Doch irgendwann haben sie offenbar auch in Wolfsburg verstanden, dass die SUV-Welle diesmal nicht mehr aufzuhalten ist und sich zum Tiguan durchgerungen. Anfang 2006 mit der Studie Concept A in Genf avisiert und Ende 2006 mit einem weiteren Showcar in Los Angeles konkretisiert, gab der Tiguan seine Serienpremiere im September 2007 auf der IAA in Frankfurt und ging kurz darauf in den Handel.

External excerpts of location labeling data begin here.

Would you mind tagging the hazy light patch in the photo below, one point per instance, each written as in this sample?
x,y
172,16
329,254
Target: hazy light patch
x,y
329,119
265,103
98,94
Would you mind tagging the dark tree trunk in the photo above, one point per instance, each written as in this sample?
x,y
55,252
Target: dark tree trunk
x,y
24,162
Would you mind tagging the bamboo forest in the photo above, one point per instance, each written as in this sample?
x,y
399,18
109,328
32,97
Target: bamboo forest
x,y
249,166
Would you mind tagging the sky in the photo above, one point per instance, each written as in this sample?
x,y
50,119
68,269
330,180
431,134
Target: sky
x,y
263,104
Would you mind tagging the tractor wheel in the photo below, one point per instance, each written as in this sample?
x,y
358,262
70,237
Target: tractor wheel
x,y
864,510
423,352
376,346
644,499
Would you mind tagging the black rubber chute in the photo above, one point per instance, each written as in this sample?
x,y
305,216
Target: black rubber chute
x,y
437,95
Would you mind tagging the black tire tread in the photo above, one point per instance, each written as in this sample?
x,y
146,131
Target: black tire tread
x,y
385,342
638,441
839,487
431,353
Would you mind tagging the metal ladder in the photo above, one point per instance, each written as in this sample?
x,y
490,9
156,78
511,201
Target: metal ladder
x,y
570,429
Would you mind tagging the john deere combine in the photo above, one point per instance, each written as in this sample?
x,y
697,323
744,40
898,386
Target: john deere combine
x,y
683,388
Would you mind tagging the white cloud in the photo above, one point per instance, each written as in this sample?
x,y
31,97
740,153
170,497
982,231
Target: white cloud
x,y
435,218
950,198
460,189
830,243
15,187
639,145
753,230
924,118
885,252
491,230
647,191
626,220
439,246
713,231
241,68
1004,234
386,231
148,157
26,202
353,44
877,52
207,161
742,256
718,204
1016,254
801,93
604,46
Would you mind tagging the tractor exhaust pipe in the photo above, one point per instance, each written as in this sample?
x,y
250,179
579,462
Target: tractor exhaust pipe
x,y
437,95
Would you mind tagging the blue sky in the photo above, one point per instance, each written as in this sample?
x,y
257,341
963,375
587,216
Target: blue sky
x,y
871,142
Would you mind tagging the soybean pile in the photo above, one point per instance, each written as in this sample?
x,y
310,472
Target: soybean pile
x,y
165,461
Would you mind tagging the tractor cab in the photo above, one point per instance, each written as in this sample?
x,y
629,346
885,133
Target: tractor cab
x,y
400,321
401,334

Anders als beim Golf Country diesmal keine sichtbaren Gemeinsamkeiten
Wie seinerzeit der Golf Country basiert auch der Tiguan auf dem Golf, rückt aber diesmal in der Gestaltung vom kompakten Bestseller viel weiter ab. Es gibt nicht ein einziges gemeinsames Karosserieteil und wenn man an dem 4,43 Meter langen SUV eine Ähnlichkeit zu anderen VW-Modellen sucht, dann findet man sie am ehesten noch beim Touareg, mit dem die Niedersachsen gegen Mercedes M-Klasse oder BMW X5 antreten.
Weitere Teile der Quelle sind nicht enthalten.